Interessant fand ich, dass er unsere Gesellschaft analysiert, in Bezug auf den Umgang mit der Alkoholsucht. Bis zu einem gewissen Punkt ist es cool, ordentlich etwas vertragen zu können, doch dann kippt es irgendwann, geht mehr zu Bruch und wenn du eine trinkende Frau bist, schaut die Gesellschaft noch einmal ganz anders darauf.

„Öffentlich wird Alkoholismus, obwohl unter Männern weiter verbreitet als unter Frauen, feminisiert. Echte Männer, so das dahinterliegende Vorurteil, trinken vielleicht oft einen über den Durst und treten mal in den einen oder anderen Fettnapf, aber deswegen sind sie nicht gleich Alkoholiker. Männer können trinken. Frauen nicht.“

Aus „Nüchtern“ von Daniel Schreiber

Auch geht er darauf ein, wie hart wir in Deutschland auf das Trinken bzw. die Alkoholkranken blicken und wie groß der Selbstbetrug hier ist. Das Trinken ist Alltag, aber es wird auf diejenigen herabgeschaut, die süchtig geworden sind.

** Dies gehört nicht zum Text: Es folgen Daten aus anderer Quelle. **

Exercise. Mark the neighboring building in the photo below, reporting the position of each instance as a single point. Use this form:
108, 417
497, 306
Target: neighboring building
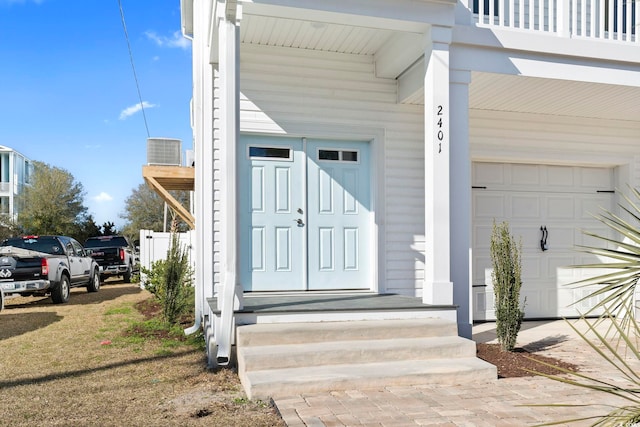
368, 146
15, 172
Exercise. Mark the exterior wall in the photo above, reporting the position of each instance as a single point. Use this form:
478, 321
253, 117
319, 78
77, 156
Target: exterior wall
282, 86
552, 139
15, 173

„Alkoholismus ist eine Krankheit, die wir verstecken, verwischen und geheim halten wollen, eine Krankheit umrankt von zahllosen Mythen und Klischees – und eine Krankheit, von der wir nach wie vor viele Menschen denken, dass sie keine Krankheit sei.“

Aus „Nüchtern“ von Daniel Schreiber

Diese ist ein wichtiger Punkt, den Schreiber da benennt, es schwebt unterschwellig oftmals noch mit, das jemand an seiner Suchterkrankung selbst Schuld sei, dass es reicht, einen starken Willen zu haben, um „nein“ zu sagen. Ein starker Wille hilft, da hinauszufinden, aber wenn die Abhängigkeit da ist, hilft da erst einmal gar nichts.

Es wird nichts beschönigt in dem Buch und auch gleichzeitig nichts dramatisiert bzw. das Vorurteil, dass nur Menschen, die als stadtbekannte Säufer erst einem totalen mentalen und physischen Zusammenbruch erleiden müssen, geheilt werden können und das nur im Entzug.

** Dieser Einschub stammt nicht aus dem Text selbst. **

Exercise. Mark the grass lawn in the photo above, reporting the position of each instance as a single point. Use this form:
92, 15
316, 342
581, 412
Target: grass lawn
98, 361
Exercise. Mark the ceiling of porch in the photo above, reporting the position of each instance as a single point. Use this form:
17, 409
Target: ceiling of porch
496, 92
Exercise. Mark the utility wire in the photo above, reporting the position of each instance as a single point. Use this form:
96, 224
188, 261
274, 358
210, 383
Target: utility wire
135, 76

Der Autor hat einen anderen Weg gewählt bzw. hatte das Glück, dass es sich bei ihm so ergeben hat. So wie die Sucht oftmals viele Jahre nicht auffällt, Menschen funktionieren, kann auch eine Heilung so eingeleitet werden wie in diesem Fall. Ihm hat die Selbsthilfegruppe sehr gefallen und das ist das, was mir auch ein Verwandter immer wieder erzählt hat, dass ihm dieses Netzwerk Halt gegeben hat.

Wir erfahren, wie er langsam in sein nüchternes Leben findet und lernt damit klarzukommen, auch damit, dass nicht alle anderen Menschen um ihn herum auch mit dem Trinken aufhören.

Es sind viele Facetten des Trinkens, über die Schreiber hier schreibt und es wirft einen Blick auf gesellschaftliche Aspekte und welche Faktoren zum einen für den Weg in die Abhängigkeit verantwortlich gemacht werden können und wie ein Weg zurück gelingen kann.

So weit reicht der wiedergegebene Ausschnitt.